Lastly, I wish to address the rights and protections of children. I will return to this topic in detail on Second Reading. It is a great disappointment that the European Union has backtracked and pulled back slightly on this issue, so that instead of having a harmonised rule saying that children deserve extra protections—especially in the context of understanding how their use of online products and services means giving over personal data, how that personal data is profiled and how advertising is targeted on children—the European Union decided to provide members states with a range of ages to choose from, from 13 to 16.

As my hon. Friend Kevin Brennan said, the UK opted for the age of 13 as the minimum GDPR requirement. I think that is the wrong decision and, according to polls by YouGov, 80% of parents agree with me. However, I encourage us to be intelligent about the way we regulate to support children. It is obvious that if we put in these frameworks children may find ways to use the systems anyway. No doubt there are a number of children under the age of 12 and 13 using social media sites today. We must make sure that the regulation is—dare I say?—with the kids. It needs to make sense and it needs to work properly. I look forward to having that debate and no doubt a shared aim.

As we prepare for the arrival of the Data Protection Bill, this is the first glimpse of a major piece of proposed legislation that highlights the enormous challenges with implementing Brexit. It is not just an issue of primary law for many of the issues we have talked about today; it is about clear rules and about compliance by those subjected to it. On clear rules, I refer to comments made by the Baroness Lane-Fox on Second Reading in the other place, when she pulled out a particularly entertaining section the Data Protection Bill, which reads:

Chapter 2 of this Part applies for the purposes of the applied GDPR as it applies for the purposes of the GDPR… In this Chapter, ‘the applied Chapter 2’ means Chapter 2 of this Part as applied by this Chapter”.

Other than that sounding like something out of the “Yes Minister” comedy series, it says to me, as a former lawyer, expense. People will be concerned—quite frankly, charities and other groups will be terrified—about getting this wrong. They will have to endure huge compliance costs in trying to implement what should be clear rules into their business.

Following on from what Vicky Ford said—she is not in her place—on compliance and guidance from the ICO, I stress this point with the Minister: many businesses want to do the right thing.
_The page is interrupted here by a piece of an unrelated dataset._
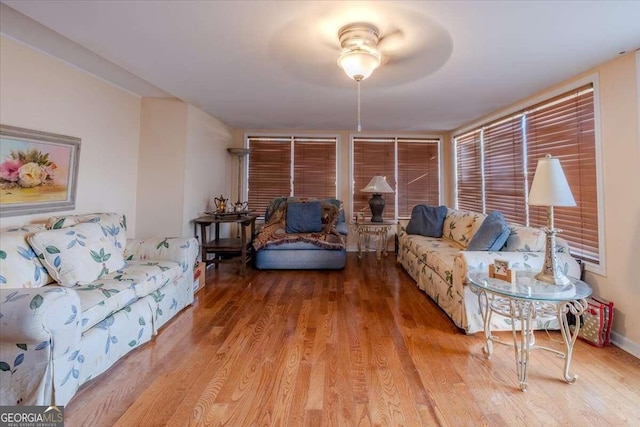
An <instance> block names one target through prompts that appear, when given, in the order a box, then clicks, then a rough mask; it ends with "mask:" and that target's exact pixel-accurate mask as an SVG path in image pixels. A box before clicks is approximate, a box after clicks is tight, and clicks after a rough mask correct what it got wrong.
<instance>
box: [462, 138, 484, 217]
mask: <svg viewBox="0 0 640 427" xmlns="http://www.w3.org/2000/svg"><path fill="white" fill-rule="evenodd" d="M456 158H457V164H456V177H457V183H458V186H457V194H458V195H457V206H458V209H463V210H468V211H474V212H484V204H483V200H484V197H483V196H482V194H483V193H482V190H483V185H482V153H481V150H480V132H479V131H476V132H473V133H470V134H467V135H465V136H461V137H459V138H457V139H456Z"/></svg>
They wait on guidance from the ICO and others to tell them what the law means and how they will seek to enforce that law. However, much guidance has either been delayed or is not yet with us. The guidance that has been provided is not, in many cases, sufficiently clear either. We must support the ICO properly to ensure it can provide that service, and we must make sure that people know how to comply with the law.

The UK is, as we have heard, one of the world’s leading digital economies. Bristol is one of the largest digital economies outside of London, and we lead the way on these issues in the world. We have the opportunity to set the tone in becoming a global hub for the world’s digital economy based not only on trust, accountability and security, but on business innovation and leadership. I look forward to helping the Government in this House to get that right.